By Stephen Schenck | April 19, 2012 10:29 PM
For the past couple years, especially when it came to high-profile smartphones, it’s seemed like designers have been on a race to the bottom with phone thickness. To the credit of the manufacturers involved, we have seen some fantastically thin handsets come out. Past a certain point, though, compromises made to ensure the most slender design possible really start cutting into phone functionality, and battery capacity is a regular causality of this effect. Lately, it seemed like the tide may have been turning, and users were preferring slightly thicker models that offered larger batteries. HTC’s not seeing that trend, though, and says that its own research indicates customers will keep choosing thin phones over more capable models.

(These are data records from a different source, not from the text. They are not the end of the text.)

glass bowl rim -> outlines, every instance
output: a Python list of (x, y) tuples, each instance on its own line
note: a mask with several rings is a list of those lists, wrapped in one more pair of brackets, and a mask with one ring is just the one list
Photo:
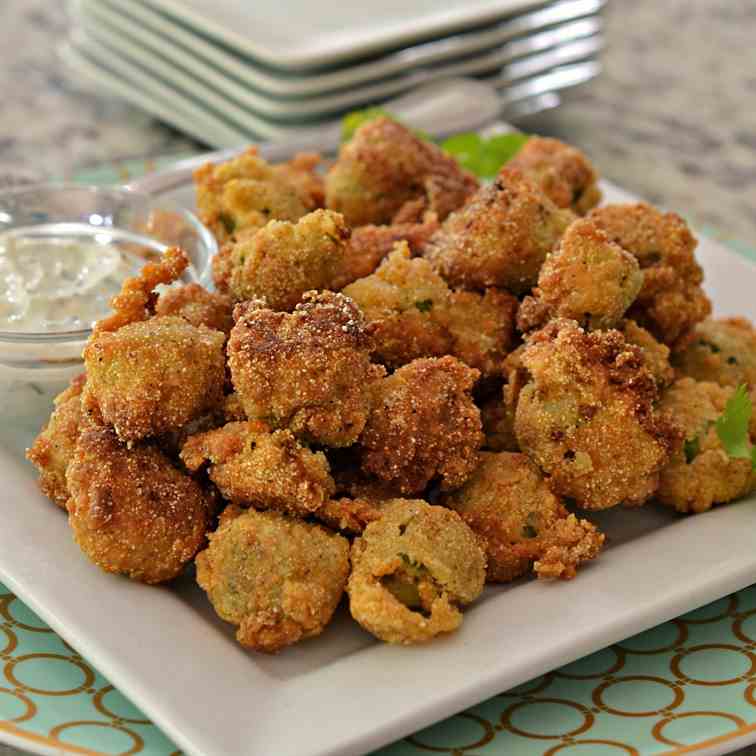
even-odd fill
[[(202, 284), (205, 280), (208, 271), (210, 270), (210, 264), (212, 258), (218, 252), (218, 242), (213, 236), (210, 229), (205, 226), (202, 221), (191, 211), (185, 207), (182, 207), (177, 202), (171, 199), (164, 199), (159, 194), (150, 194), (148, 192), (140, 192), (137, 189), (133, 189), (125, 184), (77, 184), (72, 181), (47, 181), (34, 184), (22, 184), (20, 186), (13, 186), (7, 189), (0, 190), (0, 212), (2, 212), (2, 203), (5, 197), (30, 193), (40, 190), (53, 190), (59, 192), (66, 191), (80, 191), (90, 194), (120, 194), (131, 195), (131, 197), (138, 197), (145, 199), (150, 205), (154, 205), (156, 208), (166, 208), (172, 212), (178, 212), (189, 223), (189, 225), (197, 232), (203, 247), (207, 250), (207, 263), (203, 270), (197, 271), (197, 282)], [(161, 242), (162, 243), (162, 242)], [(92, 334), (92, 328), (80, 328), (75, 331), (3, 331), (0, 330), (0, 342), (23, 344), (23, 343), (66, 343), (85, 341)]]

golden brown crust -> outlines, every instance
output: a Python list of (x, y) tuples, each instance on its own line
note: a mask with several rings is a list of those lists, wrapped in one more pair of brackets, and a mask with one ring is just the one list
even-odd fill
[(673, 362), (697, 381), (756, 388), (756, 329), (746, 318), (704, 320)]
[(334, 288), (343, 289), (358, 278), (375, 272), (397, 242), (407, 242), (411, 252), (418, 254), (437, 229), (438, 221), (432, 213), (418, 223), (358, 226), (352, 229), (344, 255), (344, 274), (336, 281)]
[(427, 260), (411, 257), (406, 242), (344, 294), (373, 328), (376, 359), (392, 368), (452, 354), (485, 376), (498, 375), (514, 340), (511, 294), (452, 292)]
[(310, 210), (309, 190), (301, 194), (301, 172), (268, 165), (251, 147), (225, 163), (206, 163), (194, 172), (200, 220), (218, 244), (269, 220), (297, 221)]
[(592, 221), (577, 220), (546, 258), (517, 324), (529, 331), (552, 318), (568, 318), (584, 328), (616, 328), (642, 285), (635, 257)]
[(176, 315), (193, 326), (204, 325), (228, 335), (234, 324), (232, 309), (230, 297), (190, 283), (164, 291), (158, 297), (155, 314)]
[(301, 446), (288, 430), (271, 432), (259, 421), (194, 435), (181, 459), (192, 471), (209, 463), (210, 480), (224, 498), (257, 509), (306, 516), (336, 491), (322, 452)]
[(212, 502), (153, 446), (82, 429), (67, 474), (69, 522), (86, 556), (145, 583), (176, 577), (205, 541)]
[(675, 380), (675, 370), (669, 362), (669, 347), (657, 341), (645, 328), (626, 318), (617, 327), (628, 344), (637, 346), (643, 355), (645, 366), (651, 371), (660, 389)]
[(390, 499), (331, 499), (318, 509), (315, 516), (334, 530), (359, 535), (371, 522), (381, 518), (388, 501)]
[(532, 288), (546, 255), (574, 219), (516, 168), (504, 168), (431, 237), (423, 254), (451, 286)]
[[(678, 512), (705, 512), (745, 496), (756, 483), (750, 459), (734, 459), (725, 452), (716, 431), (733, 387), (676, 381), (662, 397), (661, 406), (682, 428), (686, 444), (662, 470), (657, 498)], [(751, 430), (751, 443), (756, 432)]]
[(515, 432), (552, 489), (586, 509), (642, 504), (677, 448), (678, 429), (655, 410), (658, 389), (637, 347), (618, 331), (552, 321), (520, 356)]
[(535, 563), (538, 577), (575, 577), (596, 557), (604, 535), (569, 515), (525, 454), (481, 454), (481, 464), (462, 488), (441, 503), (458, 512), (485, 544), (487, 579), (508, 582)]
[(218, 616), (238, 625), (239, 643), (275, 653), (331, 621), (349, 575), (349, 542), (278, 512), (231, 505), (196, 563), (197, 582)]
[[(392, 223), (423, 210), (439, 220), (478, 186), (454, 158), (388, 118), (365, 123), (342, 145), (326, 176), (326, 207), (343, 213), (350, 226)], [(412, 211), (403, 207), (410, 203)]]
[(39, 470), (39, 487), (59, 507), (66, 508), (69, 493), (66, 470), (79, 438), (81, 392), (87, 376), (77, 375), (68, 388), (55, 397), (50, 419), (26, 450), (26, 458)]
[(503, 396), (504, 388), (498, 396), (482, 402), (480, 419), (483, 423), (483, 449), (490, 452), (518, 452), (520, 445), (514, 432), (514, 404)]
[(229, 290), (237, 301), (262, 298), (289, 312), (306, 291), (332, 289), (343, 278), (348, 239), (342, 216), (328, 210), (296, 223), (270, 221), (233, 245)]
[(422, 643), (456, 630), (460, 606), (483, 589), (486, 559), (459, 515), (394, 499), (351, 551), (347, 585), (357, 622), (388, 643)]
[(95, 331), (84, 349), (82, 407), (122, 441), (179, 430), (223, 400), (225, 337), (165, 316)]
[(305, 441), (349, 446), (362, 432), (372, 365), (362, 314), (342, 294), (309, 292), (291, 314), (237, 305), (228, 343), (234, 387), (250, 419)]
[(297, 152), (291, 160), (273, 165), (273, 173), (294, 187), (308, 210), (325, 205), (325, 182), (317, 170), (321, 160), (318, 152)]
[(123, 282), (121, 291), (110, 300), (113, 314), (95, 323), (94, 334), (117, 331), (129, 323), (152, 317), (157, 302), (155, 288), (177, 281), (188, 265), (186, 252), (178, 247), (167, 249), (157, 262), (147, 263), (138, 276)]
[(607, 205), (588, 217), (638, 259), (643, 287), (628, 317), (659, 341), (673, 346), (711, 312), (694, 255), (698, 242), (679, 215), (638, 203)]
[(598, 176), (576, 147), (558, 139), (531, 136), (507, 163), (519, 168), (557, 206), (585, 215), (601, 200)]
[(434, 479), (443, 489), (464, 483), (483, 442), (471, 397), (478, 376), (446, 356), (415, 360), (380, 381), (360, 437), (363, 470), (404, 494), (418, 493)]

The most obvious example of a company backing away from this thinness trend is Motorola, with its Droid RAZR and RAZR Maxx. The Maxx may have seemed like an afterthought at first, but we’ve seen plenty of users expressing preference for it over the original RAZR. That’s hardly proof of how smartphone users overall would behave, but it’s not the only time we’ve seen companies embrace larger batteries to some fanfare. Even HTC has been part of this, hooking the EVO 4G LTE up with a larger battery than the One XL.

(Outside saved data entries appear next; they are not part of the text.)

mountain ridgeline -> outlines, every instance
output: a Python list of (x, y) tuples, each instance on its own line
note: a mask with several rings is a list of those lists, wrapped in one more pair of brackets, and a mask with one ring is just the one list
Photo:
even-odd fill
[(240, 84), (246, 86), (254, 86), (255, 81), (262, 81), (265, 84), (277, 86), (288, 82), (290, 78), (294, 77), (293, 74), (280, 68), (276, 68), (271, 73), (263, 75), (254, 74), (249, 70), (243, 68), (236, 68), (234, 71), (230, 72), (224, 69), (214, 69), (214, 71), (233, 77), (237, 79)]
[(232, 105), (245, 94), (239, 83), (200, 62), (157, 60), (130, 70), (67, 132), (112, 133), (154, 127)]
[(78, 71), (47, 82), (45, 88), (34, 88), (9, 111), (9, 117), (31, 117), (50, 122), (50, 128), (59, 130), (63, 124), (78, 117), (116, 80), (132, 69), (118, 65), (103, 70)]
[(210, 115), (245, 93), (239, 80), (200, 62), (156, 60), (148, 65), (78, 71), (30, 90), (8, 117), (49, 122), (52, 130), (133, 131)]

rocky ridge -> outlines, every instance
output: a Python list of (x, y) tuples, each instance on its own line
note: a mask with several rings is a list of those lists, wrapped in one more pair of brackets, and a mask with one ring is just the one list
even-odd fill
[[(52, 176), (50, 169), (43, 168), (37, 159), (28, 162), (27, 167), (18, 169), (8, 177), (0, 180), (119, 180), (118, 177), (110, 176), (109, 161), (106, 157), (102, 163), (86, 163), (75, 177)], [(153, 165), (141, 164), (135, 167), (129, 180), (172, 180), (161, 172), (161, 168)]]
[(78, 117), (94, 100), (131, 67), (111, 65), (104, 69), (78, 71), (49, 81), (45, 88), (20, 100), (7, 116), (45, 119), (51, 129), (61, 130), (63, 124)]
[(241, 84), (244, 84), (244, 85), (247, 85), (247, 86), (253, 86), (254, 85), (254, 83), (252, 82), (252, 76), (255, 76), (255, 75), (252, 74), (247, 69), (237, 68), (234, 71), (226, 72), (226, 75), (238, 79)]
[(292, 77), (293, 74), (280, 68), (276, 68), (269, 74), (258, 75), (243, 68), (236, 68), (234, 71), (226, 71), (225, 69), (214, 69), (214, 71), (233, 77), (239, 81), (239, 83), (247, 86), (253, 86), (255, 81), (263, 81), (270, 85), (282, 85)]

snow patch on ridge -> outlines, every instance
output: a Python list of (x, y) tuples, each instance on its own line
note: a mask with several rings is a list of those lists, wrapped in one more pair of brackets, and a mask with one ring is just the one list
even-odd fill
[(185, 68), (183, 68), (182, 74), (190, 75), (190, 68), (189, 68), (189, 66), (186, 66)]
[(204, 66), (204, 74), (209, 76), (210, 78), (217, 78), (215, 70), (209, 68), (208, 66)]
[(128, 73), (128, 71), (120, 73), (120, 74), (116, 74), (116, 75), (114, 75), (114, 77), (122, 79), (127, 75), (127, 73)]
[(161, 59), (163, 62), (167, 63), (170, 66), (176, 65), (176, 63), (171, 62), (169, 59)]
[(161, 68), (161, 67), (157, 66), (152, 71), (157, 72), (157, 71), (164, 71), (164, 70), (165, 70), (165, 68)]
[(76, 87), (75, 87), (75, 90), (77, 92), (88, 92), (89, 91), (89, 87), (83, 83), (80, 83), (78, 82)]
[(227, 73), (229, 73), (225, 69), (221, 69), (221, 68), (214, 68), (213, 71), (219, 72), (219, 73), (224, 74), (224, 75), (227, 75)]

As a result of its findings, HTC says it won’t be focusing on large-battery-capacity phones anytime in the near future, and will instead try to keep things thin and rely on the likes of improved power management software to attempt extending battery life.
Are those of us who don’t want to trade functionality for looks just a vocal minority, without the numbers to affect manufacturer decisions? We’d like to think there’s room for both types of phones, but apparently we won’t be getting them all from HTC.